Hagelsturm bei Dnepropetrovsk

Fahrt über den Dnjepr, Richtung Norden. Löcher im Asphalt, der Regen hat eine schmierige Brühe hinterlassen. Am Stadtrand liegen die bewachten Wohnviertel der Neureichen. Mauern und Einlasskontrollen schützen vor der Wirklichkeit. Die ehemaligen sozialistischen Brigadiere spielen „Denver-  Clan“ oder „Die Truman-Show“. Schlösschen wäre eine wohlwollende Bezeich- nung für die meisten dieser Häuser.

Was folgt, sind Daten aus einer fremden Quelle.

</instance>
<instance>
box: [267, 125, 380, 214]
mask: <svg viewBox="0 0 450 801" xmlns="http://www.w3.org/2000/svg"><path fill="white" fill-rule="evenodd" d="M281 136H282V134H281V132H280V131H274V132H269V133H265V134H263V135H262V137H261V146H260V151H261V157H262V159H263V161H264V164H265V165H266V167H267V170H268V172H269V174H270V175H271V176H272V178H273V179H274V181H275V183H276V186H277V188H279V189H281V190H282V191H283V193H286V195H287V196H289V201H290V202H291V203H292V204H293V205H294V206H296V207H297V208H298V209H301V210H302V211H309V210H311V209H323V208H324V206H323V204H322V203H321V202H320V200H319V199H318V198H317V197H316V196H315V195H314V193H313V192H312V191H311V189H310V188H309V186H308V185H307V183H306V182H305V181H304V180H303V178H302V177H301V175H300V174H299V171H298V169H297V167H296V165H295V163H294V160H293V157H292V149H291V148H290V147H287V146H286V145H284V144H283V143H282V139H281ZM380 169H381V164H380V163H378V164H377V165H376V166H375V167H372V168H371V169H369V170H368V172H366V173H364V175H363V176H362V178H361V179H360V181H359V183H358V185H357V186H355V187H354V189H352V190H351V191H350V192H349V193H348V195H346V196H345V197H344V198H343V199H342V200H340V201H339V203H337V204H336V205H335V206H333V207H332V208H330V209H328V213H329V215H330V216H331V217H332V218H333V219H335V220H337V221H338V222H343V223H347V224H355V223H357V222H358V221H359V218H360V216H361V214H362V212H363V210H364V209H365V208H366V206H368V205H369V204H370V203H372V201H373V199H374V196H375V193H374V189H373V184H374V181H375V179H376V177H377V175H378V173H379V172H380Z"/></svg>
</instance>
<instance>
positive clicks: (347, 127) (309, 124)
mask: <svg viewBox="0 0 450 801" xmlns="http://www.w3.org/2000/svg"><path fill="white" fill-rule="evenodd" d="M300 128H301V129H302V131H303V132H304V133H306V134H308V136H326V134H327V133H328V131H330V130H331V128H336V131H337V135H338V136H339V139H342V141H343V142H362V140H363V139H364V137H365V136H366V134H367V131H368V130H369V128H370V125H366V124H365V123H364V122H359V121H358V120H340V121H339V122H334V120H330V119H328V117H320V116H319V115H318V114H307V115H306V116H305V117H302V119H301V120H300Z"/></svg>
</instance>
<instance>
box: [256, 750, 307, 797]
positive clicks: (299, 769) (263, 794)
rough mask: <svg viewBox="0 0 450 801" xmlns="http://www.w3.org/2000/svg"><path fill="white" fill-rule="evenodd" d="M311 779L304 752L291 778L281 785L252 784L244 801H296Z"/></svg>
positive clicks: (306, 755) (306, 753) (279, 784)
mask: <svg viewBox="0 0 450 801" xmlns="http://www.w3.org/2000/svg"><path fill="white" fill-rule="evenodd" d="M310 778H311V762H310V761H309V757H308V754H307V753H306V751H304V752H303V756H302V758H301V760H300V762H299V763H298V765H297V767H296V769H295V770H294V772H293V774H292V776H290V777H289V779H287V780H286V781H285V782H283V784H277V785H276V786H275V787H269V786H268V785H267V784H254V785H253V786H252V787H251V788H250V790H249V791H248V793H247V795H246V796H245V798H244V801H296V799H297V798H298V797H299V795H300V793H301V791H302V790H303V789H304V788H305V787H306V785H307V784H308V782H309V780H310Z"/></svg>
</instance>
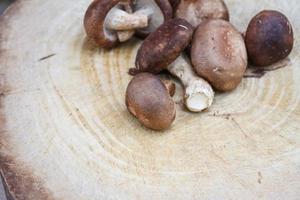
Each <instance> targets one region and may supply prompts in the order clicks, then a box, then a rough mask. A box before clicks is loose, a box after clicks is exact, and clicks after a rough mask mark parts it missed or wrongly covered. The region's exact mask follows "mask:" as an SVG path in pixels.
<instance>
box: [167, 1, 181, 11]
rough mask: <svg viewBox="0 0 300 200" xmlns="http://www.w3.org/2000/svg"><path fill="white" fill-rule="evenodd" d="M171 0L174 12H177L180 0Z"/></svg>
mask: <svg viewBox="0 0 300 200" xmlns="http://www.w3.org/2000/svg"><path fill="white" fill-rule="evenodd" d="M169 2H170V4H171V6H172V8H173V12H175V10H176V8H177V6H178V4H179V3H180V0H169Z"/></svg>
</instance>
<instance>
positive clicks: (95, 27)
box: [84, 0, 148, 48]
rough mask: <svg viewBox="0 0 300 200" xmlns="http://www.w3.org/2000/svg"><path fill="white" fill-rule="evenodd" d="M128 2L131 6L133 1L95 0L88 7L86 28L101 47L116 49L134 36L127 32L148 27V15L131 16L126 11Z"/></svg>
mask: <svg viewBox="0 0 300 200" xmlns="http://www.w3.org/2000/svg"><path fill="white" fill-rule="evenodd" d="M126 2H128V4H130V3H131V0H127V1H125V0H94V1H93V2H92V3H91V4H90V6H89V7H88V9H87V11H86V13H85V17H84V27H85V30H86V33H87V36H88V37H89V38H92V39H93V40H94V41H95V42H96V43H97V44H98V45H99V46H100V47H104V48H111V47H114V46H115V45H116V44H118V43H119V42H121V41H126V40H128V37H130V35H131V36H132V34H131V33H128V32H127V31H128V30H129V31H131V30H133V29H137V28H143V27H147V26H148V16H147V15H144V14H142V13H139V12H136V13H132V14H130V13H128V12H126V11H125V8H124V3H126ZM123 8H124V10H123ZM118 32H119V34H118Z"/></svg>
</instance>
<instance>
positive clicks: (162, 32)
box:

Einhundertzwanzig Kilometer, der Hintern spürt es. Heute ist der Sattel besonders hart, ich polstere ihn mit einem T-Shirt, um die wunden Stellen zu entlasten. Ich esse Eis, schwatze mit einem Verkäufer von Korbmöbeln. Er produziert und verkauft auf eigene Rechnung, die Geschäfte laufen schlecht. Er kommt aus Chust in den Karpaten.
Ein Gewitter zieht auf, der Himmel verdunkelt sich. Laut Karte liegen zwanzig Kilometer freie Fläche vor mir, erst danach beginnen die Wälder. Der Wind weht heftig von der Seite, bald hagelt es. Die Eisstücke trommeln auf meinen Rücken, auf den Helm. Ich muss das Rad im schrägen Winkel halten, um nicht in den Graben geweht zu werden. Keine Möglichkeit zum Unterstellen. Kein Baum, keine Haltestelle, kein Dorf. Neben mir die LKW. Ich versuche meine Tritte mit dem Sog abzustimmen, den sie erzeugen. Hagel und Spritzwasser ermöglichen nur einen Gedanken: Jetzt weiß ich wieder, was Gemütlichkeit ist! Ich schaffe nur noch 12-13 km/h. Anhalten ist keine Lösung, ich will raus aus dem Eisregen. Dann nieselt es bloß noch, ich rolle ins nächste Dorf, kaufe Apfel-Saft, Wurst, Tomaten, Zwiebeln, Smetana, Waffeln und Kekse. Ich finde ein abgelegenes Waldstück auf einem Hügel, die Sonne scheint wieder, meine Kleidung trocknet.